The authors concluded that tranexamic acid appeared to be an effective blood-conserving agent that significantly lowered the risk of death in patients who underwent cardiac surgery, but may be associated with increased risks of complications. The review findings appeared to suggest that aprotinin was better than tranexamic acid despite the risk of complications.

This review answered a clearly defined review question. There was a risk of publication and language biases as only English-language studies were included and there were no specific attempts to locate unpublished data. Risks of reviewer error and bias were unclear as the reviewers did not report whether more than one reviewer was selected studies and extracted data. Methodological quality of the included studies was not assessed, so the reliability of the data and findings were unclear. Most studies were randomised controlled trials, but some studies used observational designs and so were more prone to bias; the authors considered this in their analysis by pooling different types of study separately and in a combined analysis. Presence of statistical heterogeneity was assessed, but it was difficult to assess the level of clinical heterogeneity due to a lack of information about study populations. The authors' stated that tranexamic acid appeared to be effective as a blood conserving agent, but the review findings appeared to show that aprotinin was better and so this conclusion appeared somewhat misleading.

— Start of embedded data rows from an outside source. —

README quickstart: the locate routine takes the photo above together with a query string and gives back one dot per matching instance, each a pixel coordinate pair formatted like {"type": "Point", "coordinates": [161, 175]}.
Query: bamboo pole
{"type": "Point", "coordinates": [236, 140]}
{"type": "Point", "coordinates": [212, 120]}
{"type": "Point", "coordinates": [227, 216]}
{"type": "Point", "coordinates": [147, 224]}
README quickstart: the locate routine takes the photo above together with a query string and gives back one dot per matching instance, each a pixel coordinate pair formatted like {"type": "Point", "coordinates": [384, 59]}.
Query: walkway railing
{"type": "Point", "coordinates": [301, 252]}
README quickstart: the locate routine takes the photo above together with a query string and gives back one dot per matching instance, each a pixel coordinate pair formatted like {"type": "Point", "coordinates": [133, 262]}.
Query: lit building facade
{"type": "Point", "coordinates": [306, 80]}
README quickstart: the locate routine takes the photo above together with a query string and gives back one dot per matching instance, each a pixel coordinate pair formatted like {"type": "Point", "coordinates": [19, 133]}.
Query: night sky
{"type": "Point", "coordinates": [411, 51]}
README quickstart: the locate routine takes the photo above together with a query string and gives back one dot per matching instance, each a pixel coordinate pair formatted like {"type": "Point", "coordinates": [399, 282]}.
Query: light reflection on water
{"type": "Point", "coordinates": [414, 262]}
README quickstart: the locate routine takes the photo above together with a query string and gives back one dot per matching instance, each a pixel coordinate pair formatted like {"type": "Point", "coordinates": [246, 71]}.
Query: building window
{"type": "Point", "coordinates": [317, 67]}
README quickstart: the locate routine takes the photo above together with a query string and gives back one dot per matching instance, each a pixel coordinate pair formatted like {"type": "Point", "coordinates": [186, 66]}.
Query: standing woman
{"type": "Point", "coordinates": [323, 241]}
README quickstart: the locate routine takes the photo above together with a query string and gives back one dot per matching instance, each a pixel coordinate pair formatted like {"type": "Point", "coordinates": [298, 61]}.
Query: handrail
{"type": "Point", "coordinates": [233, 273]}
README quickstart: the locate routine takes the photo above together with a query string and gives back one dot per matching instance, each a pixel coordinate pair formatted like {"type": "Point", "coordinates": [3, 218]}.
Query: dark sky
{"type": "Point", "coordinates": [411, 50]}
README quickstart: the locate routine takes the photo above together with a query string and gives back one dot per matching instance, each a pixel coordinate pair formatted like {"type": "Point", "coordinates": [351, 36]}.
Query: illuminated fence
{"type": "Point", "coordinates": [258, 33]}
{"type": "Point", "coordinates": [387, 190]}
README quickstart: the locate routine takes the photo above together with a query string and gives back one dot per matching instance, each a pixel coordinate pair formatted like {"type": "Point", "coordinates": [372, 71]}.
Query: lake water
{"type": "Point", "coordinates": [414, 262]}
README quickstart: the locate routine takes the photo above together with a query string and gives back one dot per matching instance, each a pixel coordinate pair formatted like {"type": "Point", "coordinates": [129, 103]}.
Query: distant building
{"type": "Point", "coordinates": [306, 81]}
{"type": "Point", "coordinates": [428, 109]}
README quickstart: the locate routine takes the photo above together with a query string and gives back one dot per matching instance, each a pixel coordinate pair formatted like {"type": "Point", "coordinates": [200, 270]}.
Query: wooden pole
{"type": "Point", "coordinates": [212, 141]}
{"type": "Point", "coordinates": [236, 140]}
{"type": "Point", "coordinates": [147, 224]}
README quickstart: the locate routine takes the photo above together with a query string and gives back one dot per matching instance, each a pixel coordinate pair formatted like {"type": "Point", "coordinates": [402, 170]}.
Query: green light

Overall, the reliability of this review remains unclear given potential limitations in the literature search, included studies and review methods.

Practice: The authors stated that the trend towards indiscriminate use of tranexamic acid for all cardiac patients required re-evaluation given its potential to increase neurological complications. In particular its usage should be considered in patients at increased risk of developing neurological complications, such as the elderly and those with a history of stroke.

Research: The authors stated that further studies were required in order to clarify the neurological risk, appropriate indications and dosing of tranexamic acid for cardiac surgery.

Not stated.

This is a critical abstract of a systematic review that meets the criteria for inclusion on DARE. Each critical abstract contains a brief summary of the review methods, results and conclusions followed by a detailed critical assessment on the reliability of the review and the conclusions drawn.